Lloyd, who in April became just the third player in history to reach 300 senior caps, created her team’s third goal with a 63rd-minute header that Kiwi defender Abby Erceg accidentally headed into her own net.
After New Zealand midfielder Betsy Hassett put her team on the scoreboard in the 72nd minute with a close-range strike, American substitute Christian Press put the game away with 10 minutes left when she deftly controlled Julie Ertz’s cross and ended with a clean finish to get past Leat.
Alex Morgan made it 5-1 just minutes later off Christen Press’ assist, while another Press cross resulted in an own goal to end the game.
“For the first 30 minutes of the second half I thought we played exceptionally well, our discipline was good, we got ourselves back in the game at 3-1 and in the last 10 minutes we kind of lost our way a little bit,” New Zealand head coach Tom Sermanni said. “The scoreline is probably not a fair reflection of the game.
“It’s disappointing, but from an effort perspective, I can’t fault the players.
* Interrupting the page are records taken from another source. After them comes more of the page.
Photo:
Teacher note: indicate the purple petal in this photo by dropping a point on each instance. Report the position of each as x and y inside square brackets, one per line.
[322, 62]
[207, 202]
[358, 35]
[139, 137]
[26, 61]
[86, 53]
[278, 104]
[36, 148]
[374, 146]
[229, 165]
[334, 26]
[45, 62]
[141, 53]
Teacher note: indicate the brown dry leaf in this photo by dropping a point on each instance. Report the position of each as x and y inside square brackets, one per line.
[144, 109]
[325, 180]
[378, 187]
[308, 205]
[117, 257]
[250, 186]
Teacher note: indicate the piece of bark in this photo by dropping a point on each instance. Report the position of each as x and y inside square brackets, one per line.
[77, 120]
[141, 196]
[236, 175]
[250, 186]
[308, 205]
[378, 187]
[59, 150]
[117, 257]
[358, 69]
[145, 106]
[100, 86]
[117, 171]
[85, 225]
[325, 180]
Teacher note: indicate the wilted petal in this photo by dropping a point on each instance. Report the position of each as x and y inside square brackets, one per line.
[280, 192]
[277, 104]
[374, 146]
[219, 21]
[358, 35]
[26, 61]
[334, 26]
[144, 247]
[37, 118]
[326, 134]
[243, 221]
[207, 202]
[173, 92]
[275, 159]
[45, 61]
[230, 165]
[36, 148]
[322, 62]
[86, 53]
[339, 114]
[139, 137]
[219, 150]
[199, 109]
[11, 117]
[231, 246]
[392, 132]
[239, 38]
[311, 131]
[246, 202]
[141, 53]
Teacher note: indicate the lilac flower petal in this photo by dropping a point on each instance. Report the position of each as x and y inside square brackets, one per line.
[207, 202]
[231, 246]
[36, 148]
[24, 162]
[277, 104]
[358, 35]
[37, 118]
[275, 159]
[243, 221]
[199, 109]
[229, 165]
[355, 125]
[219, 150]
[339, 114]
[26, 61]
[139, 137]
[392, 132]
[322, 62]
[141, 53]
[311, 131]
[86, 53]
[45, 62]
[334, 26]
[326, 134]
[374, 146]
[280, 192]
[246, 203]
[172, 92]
They gave blood, sweat and tears out on the field against a quality team.”
In earlier Group G action, Sweden took a dominant step toward the quarterfinals with a 4-2 win over Australia. The back-and-forth encounter was at one point knotted up at 2-2, but forward Fridolina Rolfo’s second goal of the evening as well as a late header by substitute striker Stina Blackstenius were enough to overcome a pair of goals by Matildas captain Sam Kerr.
In their group finales on Tuesday, the United States and Australia will meet at Kashima Stadium, while New Zealand and Sweden will face off at Miyagi Stadium.